Shortlist year: 2022
Shortlist category: Australian history
Published by: Schwartz Books: Black Inc.
A killing. A hidden history. A story that goes to the heart of the nation.
When Mark McKenna set out to write a history of the centre of Australia, he had no idea what he would discover. One event in 1934 – the shooting at Uluru of Aboriginal man Yokununna by white policeman Bill McKinnon, and subsequent Commonwealth inquiry – stood out as a mirror of racial politics in the Northern Territory at the time.
But then, through speaking with the families of both killer and victim, McKenna unearthed new evidence that transformed the historical record and the meaning of the event for today. As he explains, 'Every thread of the story connected to the present in surprising ways.' In a sequence of powerful revelations, McKenna explores what truth-telling and reconciliation look like in practice.
Return to Uluru brings a cold case to life. It speaks directly to the Black Lives Matter movement, but is completely Australian. Recalling Chloe Hooper's 'The Tall Man', it is superbly written, moving, and full of astonishing, unexpected twists. Ultimately it is a story of recognition and return, which goes to the very heart of the country. At the centre of it all is Uluru, the sacred site where paths fatefully converged.
About the author
Mark McKenna is one of Australia's leading historians, based at the University of Sydney. He is the author of several prize-winning books, including 'From the Edge: Australia's Lost Histories', 'Looking for Blackfellas' Point' and 'An Eye for Eternity: The Life of Manning Clark', which won the Prime Minister's Literary Award for nonfiction and the Victorian, New South Wales, Queensland and South Australian premiers' awards.

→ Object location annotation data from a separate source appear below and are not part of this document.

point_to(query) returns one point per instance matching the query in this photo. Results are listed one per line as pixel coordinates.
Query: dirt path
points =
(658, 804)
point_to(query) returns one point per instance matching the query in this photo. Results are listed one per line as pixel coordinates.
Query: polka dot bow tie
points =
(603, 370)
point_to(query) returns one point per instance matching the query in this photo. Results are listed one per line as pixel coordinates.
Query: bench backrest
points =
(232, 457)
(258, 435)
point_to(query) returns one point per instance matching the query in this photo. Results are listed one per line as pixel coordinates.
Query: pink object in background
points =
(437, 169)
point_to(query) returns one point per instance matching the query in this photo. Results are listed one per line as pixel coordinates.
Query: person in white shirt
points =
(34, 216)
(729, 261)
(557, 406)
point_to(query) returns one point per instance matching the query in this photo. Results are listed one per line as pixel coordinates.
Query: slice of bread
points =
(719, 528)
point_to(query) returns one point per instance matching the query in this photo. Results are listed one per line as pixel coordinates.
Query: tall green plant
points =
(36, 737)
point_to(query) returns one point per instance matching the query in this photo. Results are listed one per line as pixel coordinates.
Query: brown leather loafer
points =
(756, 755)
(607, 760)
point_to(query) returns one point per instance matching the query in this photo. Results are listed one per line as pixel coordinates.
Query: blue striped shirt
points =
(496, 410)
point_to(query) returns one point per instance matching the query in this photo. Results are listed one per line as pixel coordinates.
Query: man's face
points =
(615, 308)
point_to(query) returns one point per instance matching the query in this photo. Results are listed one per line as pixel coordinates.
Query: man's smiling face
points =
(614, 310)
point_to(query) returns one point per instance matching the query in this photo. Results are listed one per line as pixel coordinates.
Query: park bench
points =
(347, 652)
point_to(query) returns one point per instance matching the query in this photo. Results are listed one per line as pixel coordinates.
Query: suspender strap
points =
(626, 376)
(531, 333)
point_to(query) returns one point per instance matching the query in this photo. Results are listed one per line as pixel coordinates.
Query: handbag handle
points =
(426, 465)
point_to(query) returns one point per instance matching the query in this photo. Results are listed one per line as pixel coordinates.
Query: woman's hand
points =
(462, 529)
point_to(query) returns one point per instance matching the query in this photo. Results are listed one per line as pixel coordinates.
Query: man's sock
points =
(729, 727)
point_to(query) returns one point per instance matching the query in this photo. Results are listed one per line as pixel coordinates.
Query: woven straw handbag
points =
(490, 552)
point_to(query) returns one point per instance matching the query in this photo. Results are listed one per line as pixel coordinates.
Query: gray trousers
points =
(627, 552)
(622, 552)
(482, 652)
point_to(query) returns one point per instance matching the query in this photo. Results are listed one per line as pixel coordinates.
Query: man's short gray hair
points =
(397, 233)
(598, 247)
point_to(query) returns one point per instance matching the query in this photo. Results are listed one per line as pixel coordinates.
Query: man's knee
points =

This book interweaves an inseparable history. In 2017, a descendant of an escapee from a killing gave permission to use the name Uluru for the 'Statement from the Heart', which is pictorially embraced by the Dreaming story of Kuniya (python) and Liru (snake). In 1934 at the sacred cave in the rock face depicting the shield of Liru, McKinnon, a policeman shot and killed Yokununna, an Anangu man. At the enquiry he said he shot without taking aim. When White Australians first came to Uluru they recognised its transcendence comparing it to the great European cathedrals, though not understanding its sacredness for the Anangu. By the 1950s tourists visited the 'red heart' and the remaining Anangu integrated with a tourist economy. Visitors climbed the rock as a pilgrimage. The Anangu contested this desecration by 'ants'. Uluru returned to Aboriginal ownership in 1985, and in 2019 the climb up the rock was prohibited. Remarkably, McKinnon's original journal, found by the author in a garage, said he fired to hit. He had lied. McKinnon's family 'are on board for reconciliation'. While Anangu respect Yokununna's bravery, they are sad and angry at the fact that McKinnon killed him and that his remains were taken away. More importantly, they are inspired by the sacredness of the land where it occurred.